Hal itu jelas akan membuat pukulan berat bagi APBN yang sudah ‘berdarah’ dan membuat kita dalam kondisi defisit fiskal. Di sisi lain, pilihan menaikkan lagi harga BBM nonsubsidi juga bakal berimbas pada inflasi yang terlalu tinggi. Karena itu, pemerintah harus semaksimal mungkin menekan inflasi di sektor lainnya.

Cek Artikel:  Menyetarakan Kebebasan Variasia

Selain memastikan antisipasi dalam negeri, Indonesia juga harus terus aktif mendorong peredaan konflik melalui berbagai jalur diplomasi. Ketika peran PBB makin tidak bertaji dalam mengupayakan perdamaian, maka jalur multilateral lainnya, juga bilateral, harus dimaksimalkan.

Ketika ini, perang Iran-Israel ibarat membawa dunia kembali ke era aliansi militer seperti berpuluh dekade lalu.

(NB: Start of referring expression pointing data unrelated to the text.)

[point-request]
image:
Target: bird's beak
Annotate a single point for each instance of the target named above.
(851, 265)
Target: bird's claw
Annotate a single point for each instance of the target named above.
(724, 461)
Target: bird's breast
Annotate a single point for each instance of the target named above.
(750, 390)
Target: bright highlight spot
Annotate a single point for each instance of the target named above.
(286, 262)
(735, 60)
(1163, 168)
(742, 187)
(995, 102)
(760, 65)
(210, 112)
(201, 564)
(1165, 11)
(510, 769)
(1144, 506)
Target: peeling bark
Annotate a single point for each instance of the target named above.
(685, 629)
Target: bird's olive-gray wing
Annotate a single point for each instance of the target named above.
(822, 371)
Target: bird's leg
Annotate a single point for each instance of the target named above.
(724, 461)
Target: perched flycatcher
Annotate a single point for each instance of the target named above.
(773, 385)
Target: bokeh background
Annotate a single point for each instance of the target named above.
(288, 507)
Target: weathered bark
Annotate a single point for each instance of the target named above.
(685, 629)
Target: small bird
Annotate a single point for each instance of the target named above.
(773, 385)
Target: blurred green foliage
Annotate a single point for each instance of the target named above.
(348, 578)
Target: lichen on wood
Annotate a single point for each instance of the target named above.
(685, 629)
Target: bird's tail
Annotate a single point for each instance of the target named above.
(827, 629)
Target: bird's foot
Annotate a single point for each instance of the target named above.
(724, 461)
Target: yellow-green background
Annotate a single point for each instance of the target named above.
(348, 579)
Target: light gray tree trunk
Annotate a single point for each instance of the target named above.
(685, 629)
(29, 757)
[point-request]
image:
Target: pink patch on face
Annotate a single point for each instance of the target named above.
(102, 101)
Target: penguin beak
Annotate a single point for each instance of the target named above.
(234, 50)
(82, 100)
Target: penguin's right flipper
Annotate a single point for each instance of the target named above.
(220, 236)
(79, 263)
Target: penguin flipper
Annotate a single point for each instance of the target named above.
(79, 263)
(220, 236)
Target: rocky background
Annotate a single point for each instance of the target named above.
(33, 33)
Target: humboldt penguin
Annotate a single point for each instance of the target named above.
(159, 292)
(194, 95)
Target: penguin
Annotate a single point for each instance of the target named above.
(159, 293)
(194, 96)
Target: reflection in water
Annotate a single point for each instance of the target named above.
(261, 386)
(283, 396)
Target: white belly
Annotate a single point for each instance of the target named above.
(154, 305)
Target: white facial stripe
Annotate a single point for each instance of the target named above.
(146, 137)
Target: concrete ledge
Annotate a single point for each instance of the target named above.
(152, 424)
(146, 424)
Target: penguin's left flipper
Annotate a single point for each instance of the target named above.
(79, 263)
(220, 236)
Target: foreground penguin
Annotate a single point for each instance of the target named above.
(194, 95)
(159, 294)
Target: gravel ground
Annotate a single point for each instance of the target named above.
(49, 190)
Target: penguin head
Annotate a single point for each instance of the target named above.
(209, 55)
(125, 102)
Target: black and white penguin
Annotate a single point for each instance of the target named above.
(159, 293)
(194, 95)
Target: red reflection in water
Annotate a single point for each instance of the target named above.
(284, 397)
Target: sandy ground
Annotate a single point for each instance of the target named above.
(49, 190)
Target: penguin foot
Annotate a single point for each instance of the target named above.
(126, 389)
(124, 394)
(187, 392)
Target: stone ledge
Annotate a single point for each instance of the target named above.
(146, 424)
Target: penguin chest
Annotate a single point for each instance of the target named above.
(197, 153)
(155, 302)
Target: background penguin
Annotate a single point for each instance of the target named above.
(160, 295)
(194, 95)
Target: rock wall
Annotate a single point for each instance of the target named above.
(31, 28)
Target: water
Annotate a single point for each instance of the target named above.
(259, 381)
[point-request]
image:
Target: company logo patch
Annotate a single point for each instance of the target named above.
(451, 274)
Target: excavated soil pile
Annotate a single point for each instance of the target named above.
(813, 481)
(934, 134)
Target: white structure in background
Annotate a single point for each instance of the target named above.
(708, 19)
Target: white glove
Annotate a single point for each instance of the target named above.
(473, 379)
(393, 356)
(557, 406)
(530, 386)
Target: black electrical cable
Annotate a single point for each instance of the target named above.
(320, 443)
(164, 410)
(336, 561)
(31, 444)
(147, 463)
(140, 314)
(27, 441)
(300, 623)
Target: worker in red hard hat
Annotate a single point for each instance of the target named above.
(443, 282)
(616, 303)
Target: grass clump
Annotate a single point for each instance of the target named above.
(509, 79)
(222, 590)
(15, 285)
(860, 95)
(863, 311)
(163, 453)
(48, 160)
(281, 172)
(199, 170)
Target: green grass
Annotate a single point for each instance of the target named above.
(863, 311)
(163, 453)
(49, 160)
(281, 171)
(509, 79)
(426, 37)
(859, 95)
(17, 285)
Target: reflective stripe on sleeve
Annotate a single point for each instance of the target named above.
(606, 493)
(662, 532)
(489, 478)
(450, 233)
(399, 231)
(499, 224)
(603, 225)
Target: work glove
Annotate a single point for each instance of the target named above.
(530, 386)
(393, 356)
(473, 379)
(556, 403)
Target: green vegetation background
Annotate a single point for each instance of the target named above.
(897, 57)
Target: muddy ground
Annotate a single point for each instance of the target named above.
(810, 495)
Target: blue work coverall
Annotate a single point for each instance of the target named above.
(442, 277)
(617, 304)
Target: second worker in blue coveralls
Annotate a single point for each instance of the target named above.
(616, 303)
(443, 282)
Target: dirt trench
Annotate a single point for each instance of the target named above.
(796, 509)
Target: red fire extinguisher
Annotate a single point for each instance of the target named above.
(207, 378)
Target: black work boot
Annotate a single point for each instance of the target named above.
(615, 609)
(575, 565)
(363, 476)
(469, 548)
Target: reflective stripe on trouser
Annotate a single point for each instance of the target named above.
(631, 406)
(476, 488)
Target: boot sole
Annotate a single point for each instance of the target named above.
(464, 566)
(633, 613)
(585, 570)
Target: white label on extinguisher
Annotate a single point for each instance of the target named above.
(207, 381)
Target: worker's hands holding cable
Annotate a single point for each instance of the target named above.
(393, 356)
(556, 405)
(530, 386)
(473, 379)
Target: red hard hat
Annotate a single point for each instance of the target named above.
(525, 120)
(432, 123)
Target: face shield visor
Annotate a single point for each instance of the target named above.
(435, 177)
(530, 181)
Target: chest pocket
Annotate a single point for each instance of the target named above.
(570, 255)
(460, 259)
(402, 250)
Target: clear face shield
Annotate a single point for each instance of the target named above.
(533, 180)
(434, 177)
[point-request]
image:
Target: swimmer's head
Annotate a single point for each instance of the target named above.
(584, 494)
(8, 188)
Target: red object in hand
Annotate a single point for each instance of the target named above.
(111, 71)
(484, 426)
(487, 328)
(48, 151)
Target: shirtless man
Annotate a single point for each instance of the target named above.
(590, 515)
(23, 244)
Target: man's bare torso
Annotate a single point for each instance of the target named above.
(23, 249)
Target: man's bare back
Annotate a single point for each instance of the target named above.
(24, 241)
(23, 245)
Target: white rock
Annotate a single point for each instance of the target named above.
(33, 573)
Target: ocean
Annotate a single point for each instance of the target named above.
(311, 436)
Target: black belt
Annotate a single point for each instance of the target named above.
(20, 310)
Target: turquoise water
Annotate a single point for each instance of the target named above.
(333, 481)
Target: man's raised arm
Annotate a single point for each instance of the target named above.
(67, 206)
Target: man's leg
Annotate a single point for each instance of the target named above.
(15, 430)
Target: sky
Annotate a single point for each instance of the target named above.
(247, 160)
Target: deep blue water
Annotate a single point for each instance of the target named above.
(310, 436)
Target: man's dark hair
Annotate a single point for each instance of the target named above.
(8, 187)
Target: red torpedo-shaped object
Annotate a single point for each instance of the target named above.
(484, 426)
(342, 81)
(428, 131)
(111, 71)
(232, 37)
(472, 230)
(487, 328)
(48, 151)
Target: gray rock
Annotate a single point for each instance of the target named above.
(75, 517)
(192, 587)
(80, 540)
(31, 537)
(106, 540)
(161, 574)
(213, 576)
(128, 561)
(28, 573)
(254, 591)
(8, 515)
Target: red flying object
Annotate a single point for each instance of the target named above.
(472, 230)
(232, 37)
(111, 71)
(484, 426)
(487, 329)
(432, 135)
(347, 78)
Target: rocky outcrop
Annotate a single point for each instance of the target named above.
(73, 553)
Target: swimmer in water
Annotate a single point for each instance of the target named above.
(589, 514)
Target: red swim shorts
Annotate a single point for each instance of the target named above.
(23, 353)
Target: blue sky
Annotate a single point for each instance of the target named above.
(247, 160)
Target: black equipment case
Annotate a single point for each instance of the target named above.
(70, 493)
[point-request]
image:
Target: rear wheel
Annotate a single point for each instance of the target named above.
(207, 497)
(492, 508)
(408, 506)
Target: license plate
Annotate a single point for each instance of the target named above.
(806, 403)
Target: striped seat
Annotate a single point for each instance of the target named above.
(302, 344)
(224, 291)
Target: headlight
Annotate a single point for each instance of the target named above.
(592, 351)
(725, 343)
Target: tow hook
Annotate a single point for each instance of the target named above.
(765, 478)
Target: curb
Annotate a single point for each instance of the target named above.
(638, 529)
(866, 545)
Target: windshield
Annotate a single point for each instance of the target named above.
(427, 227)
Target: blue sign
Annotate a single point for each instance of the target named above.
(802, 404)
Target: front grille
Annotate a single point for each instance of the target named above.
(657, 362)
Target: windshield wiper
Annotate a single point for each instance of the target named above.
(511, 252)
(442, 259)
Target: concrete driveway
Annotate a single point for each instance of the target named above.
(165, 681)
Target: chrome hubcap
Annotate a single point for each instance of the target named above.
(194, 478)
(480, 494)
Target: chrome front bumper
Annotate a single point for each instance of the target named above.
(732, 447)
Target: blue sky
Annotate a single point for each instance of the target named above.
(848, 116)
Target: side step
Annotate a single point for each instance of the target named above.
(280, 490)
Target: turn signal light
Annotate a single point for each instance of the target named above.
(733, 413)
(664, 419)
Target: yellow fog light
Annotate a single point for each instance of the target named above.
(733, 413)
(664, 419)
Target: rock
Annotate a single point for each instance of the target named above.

Negara-negara bukan saja memperhitungkan dua kubu yang berhadapan langsung, melainkan juga aliansi di belakangnya.

Di tengah kondisi itu, peran Indonesia yang selalu berupaya menjadi jembatan berbagai blok justru kian penting. Diplomasi bilateral yang erat, yang selama ini telah dijalin Indonesia dengan banyak negara, merupakan modal berharga untuk menyuarakan perdamaian.